Kocaeli University
- Motto: Educating, researching, and producing for Turkey
- Type: State university
- Established: 1976 (as Academy of Engineering and Architecture of Kocaeli) 1992 (as Kocaeli University)
- Affiliations: European University Association
- Rector: Prof. Dr. Nuh Zafer Cantürk
- Students: 63.886
- Location: Izmit, Kocaeli, Turkey
- Language: Turkish, English
- Colours: Green Black
- Website: www.kocaeli.edu.tr

= Kocaeli University =

Turkish public university located in Kocaeli

Kocaeli University (Turkish: Kocaeli Üniversitesi) is a state university in İzmit, Turkey. It was founded as the Academy of Engineering and Architecture of Kocaeli in 1976. The electrical and mechanical engineering departments, basic sciences, and department of modern languages were the original departments of the academy. It became a part of Yıldız University in 1982, and split from it in 1992.

In July 1992, the Turkish government decided to build 22 universities nationwide, including Kocaeli University. Before the 1999 İzmit earthquake, which can be regarded as the turning point for the rebirth of the university, Kocaeli University had approximately 20,000 students, 1,150 educational staff, and a campus of 650,000 square meters. Kocaeli University lost nearly 75% of its physical structure in the earthquake, but its prior expansion site, Arslanbey Campus, rapidly compensated for the university's losses. The university moved to Umuttepe Campus in 2004.

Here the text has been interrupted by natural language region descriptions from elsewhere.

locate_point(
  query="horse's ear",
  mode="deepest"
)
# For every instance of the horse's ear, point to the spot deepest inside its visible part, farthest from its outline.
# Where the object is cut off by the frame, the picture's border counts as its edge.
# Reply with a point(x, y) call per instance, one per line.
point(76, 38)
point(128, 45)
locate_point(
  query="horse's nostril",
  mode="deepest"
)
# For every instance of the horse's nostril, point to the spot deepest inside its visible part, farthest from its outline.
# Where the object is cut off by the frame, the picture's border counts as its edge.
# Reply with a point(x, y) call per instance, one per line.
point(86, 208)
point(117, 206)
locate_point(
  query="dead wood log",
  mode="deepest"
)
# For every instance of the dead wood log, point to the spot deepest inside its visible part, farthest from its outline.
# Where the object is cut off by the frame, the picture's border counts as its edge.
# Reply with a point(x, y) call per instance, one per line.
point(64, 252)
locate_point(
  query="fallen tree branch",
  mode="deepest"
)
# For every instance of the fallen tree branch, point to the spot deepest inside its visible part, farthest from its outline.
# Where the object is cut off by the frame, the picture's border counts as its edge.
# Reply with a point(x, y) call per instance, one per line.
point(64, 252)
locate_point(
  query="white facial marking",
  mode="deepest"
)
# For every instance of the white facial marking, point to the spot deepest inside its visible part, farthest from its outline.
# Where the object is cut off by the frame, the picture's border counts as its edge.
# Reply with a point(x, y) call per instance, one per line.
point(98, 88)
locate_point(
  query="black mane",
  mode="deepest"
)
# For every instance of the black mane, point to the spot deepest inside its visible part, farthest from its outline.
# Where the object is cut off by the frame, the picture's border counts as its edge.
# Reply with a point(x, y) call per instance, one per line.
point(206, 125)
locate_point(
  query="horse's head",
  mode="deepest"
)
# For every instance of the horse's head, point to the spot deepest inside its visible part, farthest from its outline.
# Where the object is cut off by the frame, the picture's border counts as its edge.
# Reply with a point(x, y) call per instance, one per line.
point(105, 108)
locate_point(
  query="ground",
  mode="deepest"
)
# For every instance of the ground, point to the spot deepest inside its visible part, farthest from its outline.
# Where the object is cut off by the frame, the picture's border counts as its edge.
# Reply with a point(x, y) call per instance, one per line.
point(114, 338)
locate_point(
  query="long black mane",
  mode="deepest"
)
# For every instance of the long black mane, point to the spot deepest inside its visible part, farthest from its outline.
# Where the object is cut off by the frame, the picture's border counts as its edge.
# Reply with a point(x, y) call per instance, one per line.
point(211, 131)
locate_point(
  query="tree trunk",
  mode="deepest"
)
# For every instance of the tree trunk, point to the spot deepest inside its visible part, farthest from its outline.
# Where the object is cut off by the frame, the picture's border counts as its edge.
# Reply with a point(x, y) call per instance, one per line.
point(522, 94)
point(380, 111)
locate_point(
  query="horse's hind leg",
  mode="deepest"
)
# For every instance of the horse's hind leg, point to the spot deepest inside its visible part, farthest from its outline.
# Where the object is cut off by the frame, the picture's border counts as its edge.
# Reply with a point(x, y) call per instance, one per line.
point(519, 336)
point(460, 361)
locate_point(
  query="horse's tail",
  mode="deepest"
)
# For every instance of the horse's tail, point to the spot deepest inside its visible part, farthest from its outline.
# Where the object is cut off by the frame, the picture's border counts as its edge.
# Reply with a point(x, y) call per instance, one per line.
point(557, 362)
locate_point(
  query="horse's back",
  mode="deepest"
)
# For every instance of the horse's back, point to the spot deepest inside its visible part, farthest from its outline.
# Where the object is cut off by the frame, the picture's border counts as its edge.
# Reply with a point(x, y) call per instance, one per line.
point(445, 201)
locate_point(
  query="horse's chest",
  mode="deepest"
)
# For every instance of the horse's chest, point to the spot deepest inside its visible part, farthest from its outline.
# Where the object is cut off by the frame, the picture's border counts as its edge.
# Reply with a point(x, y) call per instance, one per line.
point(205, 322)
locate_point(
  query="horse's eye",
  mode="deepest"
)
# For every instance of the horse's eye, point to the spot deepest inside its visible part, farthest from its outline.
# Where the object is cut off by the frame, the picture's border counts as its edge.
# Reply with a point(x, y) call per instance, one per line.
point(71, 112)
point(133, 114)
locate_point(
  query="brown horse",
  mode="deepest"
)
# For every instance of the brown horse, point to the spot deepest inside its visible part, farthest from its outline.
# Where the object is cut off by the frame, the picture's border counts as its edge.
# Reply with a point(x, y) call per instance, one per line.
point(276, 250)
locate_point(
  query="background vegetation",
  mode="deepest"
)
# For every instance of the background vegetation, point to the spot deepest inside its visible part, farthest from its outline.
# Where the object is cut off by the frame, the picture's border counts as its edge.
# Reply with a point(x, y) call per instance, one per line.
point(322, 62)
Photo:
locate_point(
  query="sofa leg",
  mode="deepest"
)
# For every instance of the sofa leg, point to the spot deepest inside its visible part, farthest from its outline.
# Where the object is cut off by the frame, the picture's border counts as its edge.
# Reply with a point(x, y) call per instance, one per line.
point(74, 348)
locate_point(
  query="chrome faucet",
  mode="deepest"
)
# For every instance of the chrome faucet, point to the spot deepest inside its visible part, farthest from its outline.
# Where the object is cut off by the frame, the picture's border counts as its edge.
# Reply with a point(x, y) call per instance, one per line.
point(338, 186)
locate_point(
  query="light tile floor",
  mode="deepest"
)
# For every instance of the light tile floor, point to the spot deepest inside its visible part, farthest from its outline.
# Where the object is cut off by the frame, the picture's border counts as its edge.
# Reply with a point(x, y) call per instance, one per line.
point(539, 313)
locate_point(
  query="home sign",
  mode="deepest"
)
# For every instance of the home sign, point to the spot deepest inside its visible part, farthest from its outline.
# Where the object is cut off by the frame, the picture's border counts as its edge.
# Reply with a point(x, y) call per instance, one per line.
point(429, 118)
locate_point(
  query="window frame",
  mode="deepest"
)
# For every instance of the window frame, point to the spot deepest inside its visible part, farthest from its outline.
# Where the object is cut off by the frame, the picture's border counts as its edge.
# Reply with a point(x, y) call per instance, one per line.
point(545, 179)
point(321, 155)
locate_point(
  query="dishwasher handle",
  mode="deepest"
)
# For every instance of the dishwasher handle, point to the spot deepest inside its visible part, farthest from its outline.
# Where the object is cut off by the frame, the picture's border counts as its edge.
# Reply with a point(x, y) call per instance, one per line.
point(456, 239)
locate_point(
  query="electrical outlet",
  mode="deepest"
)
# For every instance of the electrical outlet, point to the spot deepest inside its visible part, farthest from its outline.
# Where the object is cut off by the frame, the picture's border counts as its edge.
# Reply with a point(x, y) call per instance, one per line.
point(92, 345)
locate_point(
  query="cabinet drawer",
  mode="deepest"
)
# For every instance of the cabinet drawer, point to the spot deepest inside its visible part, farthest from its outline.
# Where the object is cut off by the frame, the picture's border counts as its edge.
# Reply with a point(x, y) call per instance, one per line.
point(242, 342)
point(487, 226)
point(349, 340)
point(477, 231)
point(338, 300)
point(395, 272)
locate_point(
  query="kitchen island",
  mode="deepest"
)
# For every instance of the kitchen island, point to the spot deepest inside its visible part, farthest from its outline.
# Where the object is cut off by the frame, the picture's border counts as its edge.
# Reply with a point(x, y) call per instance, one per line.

Kocaeli University's central Umuttepe Campus is located just outside Izmit in the region of Kocaeli, the most heavily industrialized region of Turkey. Most of its faculties are on this campus, except the Faculty of Fine Arts, the Faculty of Architecture & Design, the Faculty of Dentistry, and the Faculty of Animal Husbandry.

Istanbul is only 90 km away, and its secondary international airport was developed on a site 50 km from Izmit, making the university much more accessible in recent years. Since Kocaeli is a near neighbor of Istanbul, many of its students come from Istanbul.

The university has established a department of international relations that monitors Bologna developments closely and oversees KOU's participation in the Erasmus and Leonardo da Vinci student mobility schemes. With membership in the European University Association, KOU is aiming for greater international recognition of its academic work.

The university, while focusing on technical and engineering subjects, offers an extensive selection of courses in social sciences and arts as well.